Anyway, the book is a remarkably fun survey of hoaxes throughout history. Because it was published in the 40s and revised in the 50s, it tends focus on the early 20th century and for me it was particularly enjoyable to read about hoaxes of this period from the perspective of the early 21st century. It also has some great overlaps with Banvard's Folly by Tom Collins, another favorite of mine from this subgenre of nonfiction. And of course Orson Welles and many other familiar personages make cameos alongside a lot of more obscure folks who I intend to learn more about now that I have their names. Some of my favorite characters and titles to appear in here include the Fortsas Catalog; Spectra: A Book of Poetic Exposures by Anne Knish and Emanual Morgan aka Arthur Davison Ficke and Witter Bynner; Biographical Memoirs of Historical Painters by William Beckford; Memoirs of Li Hung Chang by William Francis Mannix; The Escape and Suicide of John Wilkes Boothe by Finis Bates, Gaston Means and his hoax biography of President Harding (Means was recently immortalized by the always wonderful Stephen Root in HBO's Boardwalk Empire); the trickster Etienne Leon aka Baron de Lamothe-Lagon; the eccentric Philip Yorke aka Lord Hardwick, the 'disumbrationist' Paul Jordan Smith; Allan Bradley, the Giant of Hedgehog Harbor; Sir John Hill, physick and male midwife; regular appearance of names like Williston Fish, Fairfax Downey, Clemente Giglio that amuse even devoid of context.
From a more critical standpoint, I'll say the book functions more like a laundry list of hoaxes than the author seems to have intended. The book is split in two halves - the first attempts to explain why we fall for hoaxes, and the second intends to show how they succeed. Both rely on voluminous examples, but the first half includes a lot more clear analysis of things like the different kinds of incentives that drive people to fall for hoaxes. The second half contains numerous amusing examples of hoaxes and accompanying trivia organized by topic, but there is little analytical work to elucidate 'how they succeed,' and in fact I have a difficult time recalling what this half set out to do even though I read through it far more recently than the first half. At least the final chapter is a little more purposeful in how it shows the ways hoaxes spread and survive debunking.

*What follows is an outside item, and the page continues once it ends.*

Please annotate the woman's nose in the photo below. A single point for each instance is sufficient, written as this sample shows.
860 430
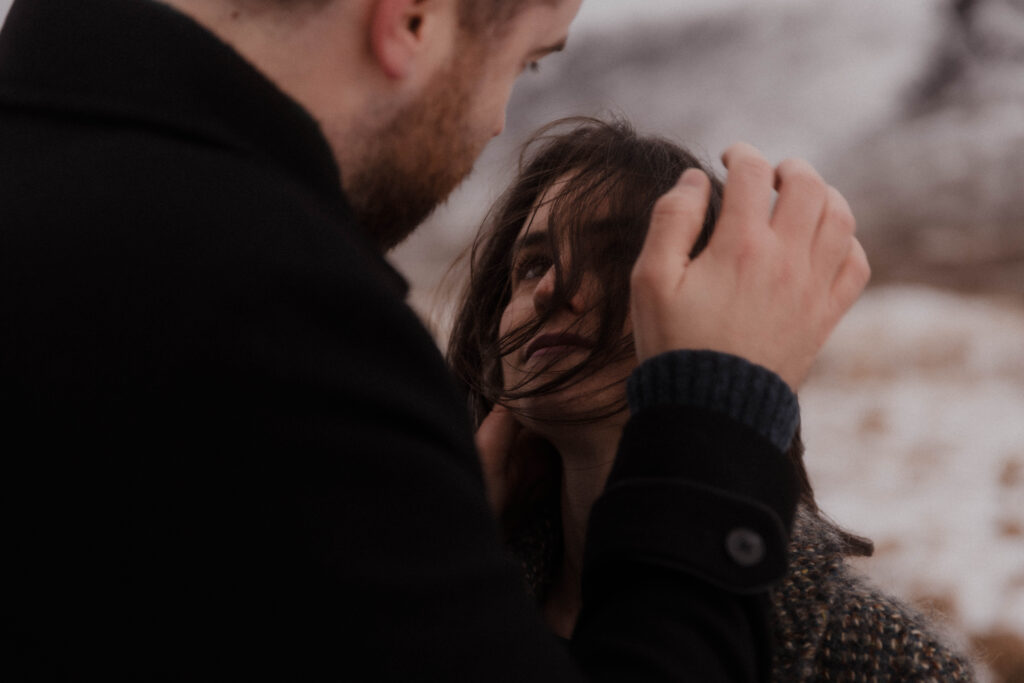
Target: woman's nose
544 294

The other problem with the book is how it plays fast and loose with the definition of a hoax. At the beginning it defines a hoax quite generally as a deliberately concocted untruth accepted by some segment of the population. The problem is that this definition seems to include a whole lot of myths, legends, scams and other forms of lying or storytelling that may dilute the unique character of a hoax. The author plays lip service at times to unraveling the distinctions between some of these sub-types of lies or fictions, but mostly misses out on clarifying matters, preferring to cast a wide net for his laundry list, to the extent that he even includes a lot of items that don't fit his definition in that they weren't 'deliberately concocted.' Though I'll say after reading the book it's pretty clear a hoax doesn't have to be deliberately concocted to cause a great deal of mistaken beliefs.
But these criticism matter little if you're looking for a lot of entertainment and laughter and/or for a simple survey that might point you in many useful directions for deeper exploration of the subject at either the primary or secondary level of sources.